The Joint Center for Housing Studies of Harvard University (JCHS) recently released its annual “State of the Nation’s Housing” report for 2018. This year’s report marks the 30th anniversary of the center’s comprehensive research on trends in the U.S. housing market.
To celebrate the report’s release, JCHS held a panel discussion on June 19, 2018, at the National Press Club in Washington, DC, with housing experts and economists, who reflected on the strides made since the release of the first report in 1988 and the challenges that remain. The panelists discussed current trends in the housing market, demographic shifts, and solutions to increase the affordable housing supply.
Daniel McCue, the senior research associate at JCHS, began the discussion with an overview of the rental market and homeownership trends presented in the report. Median rental housing costs have grown steadily for decades while median renter incomes have remained relatively stagnant. As a result, nearly half (47.5%) of the nation’s renters are cost-burdened, spending more than 30 percent of their income on housing. Vacancy rates in high-end rentals have increased, but vacancy rates for low-cost rentals have declined.

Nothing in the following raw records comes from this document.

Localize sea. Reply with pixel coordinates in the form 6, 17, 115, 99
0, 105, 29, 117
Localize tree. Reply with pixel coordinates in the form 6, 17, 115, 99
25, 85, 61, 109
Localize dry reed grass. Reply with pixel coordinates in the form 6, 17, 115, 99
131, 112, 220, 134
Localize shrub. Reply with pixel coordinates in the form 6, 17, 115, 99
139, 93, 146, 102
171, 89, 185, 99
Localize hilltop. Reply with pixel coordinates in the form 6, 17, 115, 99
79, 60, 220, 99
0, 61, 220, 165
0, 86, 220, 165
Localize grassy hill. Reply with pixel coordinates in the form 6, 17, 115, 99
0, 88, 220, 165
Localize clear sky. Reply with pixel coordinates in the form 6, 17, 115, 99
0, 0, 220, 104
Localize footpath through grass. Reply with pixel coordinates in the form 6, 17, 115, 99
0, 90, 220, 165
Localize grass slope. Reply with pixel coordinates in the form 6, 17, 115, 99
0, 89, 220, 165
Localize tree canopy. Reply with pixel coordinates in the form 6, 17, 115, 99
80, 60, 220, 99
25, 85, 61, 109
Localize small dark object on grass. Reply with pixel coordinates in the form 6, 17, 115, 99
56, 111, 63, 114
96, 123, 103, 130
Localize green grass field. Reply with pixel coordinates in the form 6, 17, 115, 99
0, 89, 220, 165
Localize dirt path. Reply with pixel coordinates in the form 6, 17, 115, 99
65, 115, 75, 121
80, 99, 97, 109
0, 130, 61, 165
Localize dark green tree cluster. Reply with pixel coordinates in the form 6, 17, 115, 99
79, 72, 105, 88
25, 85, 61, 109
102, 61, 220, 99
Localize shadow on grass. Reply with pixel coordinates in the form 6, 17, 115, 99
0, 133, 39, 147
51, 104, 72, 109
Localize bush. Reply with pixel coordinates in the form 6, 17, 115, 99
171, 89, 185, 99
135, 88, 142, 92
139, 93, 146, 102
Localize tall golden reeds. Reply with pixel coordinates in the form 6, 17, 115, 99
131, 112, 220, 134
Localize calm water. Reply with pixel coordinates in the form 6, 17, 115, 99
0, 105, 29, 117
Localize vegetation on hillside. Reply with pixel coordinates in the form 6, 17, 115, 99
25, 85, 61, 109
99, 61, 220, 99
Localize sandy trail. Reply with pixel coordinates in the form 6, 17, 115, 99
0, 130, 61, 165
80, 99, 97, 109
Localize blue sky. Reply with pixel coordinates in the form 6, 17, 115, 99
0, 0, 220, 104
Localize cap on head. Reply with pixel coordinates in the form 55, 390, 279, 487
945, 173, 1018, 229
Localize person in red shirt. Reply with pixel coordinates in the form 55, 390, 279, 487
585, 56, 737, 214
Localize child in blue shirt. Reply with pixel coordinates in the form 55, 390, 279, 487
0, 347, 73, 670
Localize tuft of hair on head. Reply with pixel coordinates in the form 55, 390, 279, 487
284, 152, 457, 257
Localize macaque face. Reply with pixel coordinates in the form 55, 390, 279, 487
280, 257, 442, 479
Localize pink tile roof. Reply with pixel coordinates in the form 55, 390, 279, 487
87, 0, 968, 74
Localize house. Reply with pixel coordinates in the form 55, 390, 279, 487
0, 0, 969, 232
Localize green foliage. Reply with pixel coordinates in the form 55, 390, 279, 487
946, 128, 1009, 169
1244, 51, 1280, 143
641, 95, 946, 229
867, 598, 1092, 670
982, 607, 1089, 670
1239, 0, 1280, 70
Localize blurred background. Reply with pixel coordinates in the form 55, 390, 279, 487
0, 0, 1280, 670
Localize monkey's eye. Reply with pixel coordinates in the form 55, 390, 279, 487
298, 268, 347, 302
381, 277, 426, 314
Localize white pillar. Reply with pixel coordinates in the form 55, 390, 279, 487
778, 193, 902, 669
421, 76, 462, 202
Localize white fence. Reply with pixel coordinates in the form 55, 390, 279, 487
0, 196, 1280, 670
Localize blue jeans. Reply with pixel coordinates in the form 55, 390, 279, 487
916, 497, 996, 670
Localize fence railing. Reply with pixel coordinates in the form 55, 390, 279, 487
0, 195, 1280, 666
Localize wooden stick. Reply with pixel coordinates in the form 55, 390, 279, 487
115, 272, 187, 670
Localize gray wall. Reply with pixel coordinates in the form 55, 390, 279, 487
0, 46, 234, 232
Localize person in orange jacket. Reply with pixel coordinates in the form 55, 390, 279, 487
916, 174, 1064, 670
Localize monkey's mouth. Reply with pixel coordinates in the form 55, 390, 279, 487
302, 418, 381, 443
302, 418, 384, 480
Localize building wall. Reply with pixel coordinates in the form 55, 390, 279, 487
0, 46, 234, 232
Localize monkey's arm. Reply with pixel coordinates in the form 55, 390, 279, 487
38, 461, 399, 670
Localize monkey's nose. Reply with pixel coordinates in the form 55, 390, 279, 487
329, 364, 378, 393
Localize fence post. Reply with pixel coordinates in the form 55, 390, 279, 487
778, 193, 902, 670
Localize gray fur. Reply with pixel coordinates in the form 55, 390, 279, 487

Although rental demand and construction of multifamily units increased following the Great Recession, a shortage of low-cost units persists. Unlike multifamily rental housing, the construction of single-family housing has slowed because of a shortage of buildable land, rising construction costs, and shifts in demand and personal preferences.
According to the report, baby boomers and millennials will drive housing demand and construction in the future. Seniors aged 65 and older make up a large share of homeowners, and many prefer to age in place, which will reduce turnover in the housing market. As a result, more construction will be needed to increase the housing inventory. In addition, seniors will need to modify their homes to better meet their needs as they age. Chris Herbert, managing director of JCHS, stated that housing experts should also consider seniors’ wishes to “age in community,” close to familiar services, social networks, medical facilities, and neighborhood amenities.
Millennials are fueling an uptick in household growth, although at a slower rate than past generations of the same ages. Yet, homeownership rates among young adults aged 25 to 34 are lower than they were 30 years ago, not only because of rising housing costs but also because higher education attendance rates have increased and marriage and childbirth rates have decreased. The 2017 homeownership rate for young adults has declined by 6.3 percent since 1987, with student loan debt hindering prospective buyers’ chances of qualifying for mortgages and negatively impacting credit scores if they default. Young adults repaying student loans may also have difficulty saving for a downpayment and transitioning from renting to owning.